I haven’t made many UD tables, so I don’t know if there’s a limited amount you can make… However, can’t you make a bunch of UD tables and then create a script which transfers the data from the custom objects into the UD tables via Rest?
While I get where you are coming from, @masuphiber, that would be quite the undertaking. Here are the full stats of what I am working with in this system:
93 Custom SQL Tables
1,232 Custom SQL Views
381 Custom BPM’s
141 Menu Customizations
1,587 User Defined Columns spread across 78 %_UD Tables
713 BAQ’s
Trying to fix all of that is going to be one hell of an task.
EDIT: Just for fun, I challenge someone to provide info on their environment that makes my situation look like a cakewalk…it would be nice to know that I did not walk into what could be classified as "the worst of the worst’, heh.
This one actually doesn’t seem that bad. I’ve probably got about that many, mostly because I’ll customize (say) Job Tracker (which shows up in a dozen places out of the box) and copy it to a few other menu folders so users don’t have to go out of their “home” folder (e.g. QA people stay in the QA folder). It adds up quick.
Having said that, I’ll likely nuke it all once we’re on Kinetic.
This one screams “I don’t want to pay Epicor for Modules X and Y, so I’m going to kludge together some bootleg equivalent.” Is there a homebrew product configurator in there?
That is partly the case here. The Menu Customizations (that are strictly layout based) are the least of my concerns…the ones that have a few hundred (thousand) lines of code in them are the ones that are going to cause some issues.
We have a product configurator, yes. Using the Product Configurator module…not a homebrew one. What these all pertain to are changes that were made to how the system works in an effort to cater to/please the user, rather than train the user.
EDIT (To further my thought process on things): I should go through the BPM’s and Customizations and add a small snippet to them logging when they are used. That’ll tell me which ones were for a “single use” and never touched again, and which are used on a regular and ongoing basis. After a few months (encompassing a fiscal quarter and fiscal year as well as one or two inventory cycles), enough data should be gathered to give me fairly clear idea of what is actually needed.

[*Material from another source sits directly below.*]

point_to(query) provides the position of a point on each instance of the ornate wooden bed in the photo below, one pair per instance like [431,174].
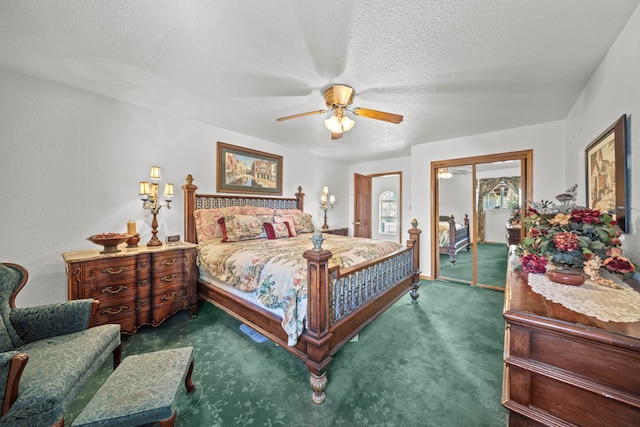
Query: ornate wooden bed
[453,236]
[340,302]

I’ve got a BPM + BAQ for the customization side of it. Its in a bit of a messy state because I was trying to also capture Kinetic customizations before realizing they were stored and called elsewhere.
BPM - PreProcessing on method directive Ice.BO.GenXData.GetByID
And this one is always a fun one for helping identify which Customizations to tackle first in moving to Kinetic / updating in general. Not perfect but I tried to categorize the changes.
By no means are these optimized, and run terribly slow, but it gives information at least. I feel bad for your predicament
That is correct. Oh, and some 3rd party applications connect tot hem as well! (outside of the Epicor API…just direct SQL Integration). She also has countless Access databases that connect to those tables in the Epicor DB (as well as to the base Epicor tables such as Part, OrderHed, PartPlant, etc.) and she is directly manipulating data that way.
The more I look into this, the greyer my hair becomes.
This is just me spouting off but why not create a virtual test system with your current Epicor database, perform your major upgrade and see what happens. At least you’ll know where you stand.
I only had to deal with one Access DB here. It housed all of our corrective actions since the canned CA app is less than worthless for anyone doing actual QC work. The db sat on some shared drive, and users connected via the little Access client apps you can make. It took weeks and a thousand lines of code just to clean the data, because everything was free-form string fields, full of typos and I needed the whole history moved over. It’s now a UD app inside the ERP.
I’m hoping, for your sake, if your nemesis went to the trouble of shoving this into the DB, that they at least have typed data and maybe some proper native/foreign keys to tie the mess together. Please tell me it’s not all strings too.
I’m going to join @klincecum with the Popcorn because…yeah…the exact words to me were: “No, I don’t do any data validation. I just put in the data that is given to me.”